Staff recently promoted to a more senior role can also benefit. “Coaching can help you think more strategically, as well as looking at specific areas such as business planning and presentation skills,” Ms Kershaw points out.

While coaching takes place at work, it’s a chance to step back from immediate concerns and be more objective.

“Coaching works on many levels to boost confidence. That’s because people develop their understanding of issues, expand the options available to them and take positive steps towards achieving their goals,” Ms Kershaw says.

Typically, Ms Kershaw and her colleagues will work with a client for three to six sessions, either face-to-face or by phone calls spread over the same number of weeks.

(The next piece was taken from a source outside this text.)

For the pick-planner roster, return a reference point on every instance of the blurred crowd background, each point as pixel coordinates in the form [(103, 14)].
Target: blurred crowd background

“A clear contact between coach and client is essential,” she says. “You have to know what you want to get at the end of the process. I also like to review the situation mid-way. Two things are essential the individual and the line manager must be committed to the process, and there must be clear outcomes identified, for the coaching and each session.”

Coaching 'not cheap'

The benefits may be widely understood, but coaching does not come cheap. One way of making coaching available to as wide a group of staff as possible is to set up a regional coaching pool. This is the approach being taken by 12 councils in the West Midlands. They are working with the West Midlands Local Government Association to develop a pool which will deliver coaching services across the authorities free of charge.

Councils taking part include Birmingham City Council, Staffordshire CC and Wolverhampton City Council, and the project is financed by the Regional Capacity Building Fund. It is hoped that over 4,000 hours of coaching will be available.

Even for authorities who buy in coaching services, taking a team-based approach can be very resource-effective, says Ms Kershaw. “Team coaching means we are asking the question are you working as a team, or just as a group?”

she says. “Often, individuals have to learn how to be team players, but coaching the entire group in the workplace can make this easier. It’s a way of developing relationships within the group so that it can become greater than the sum of its parts.”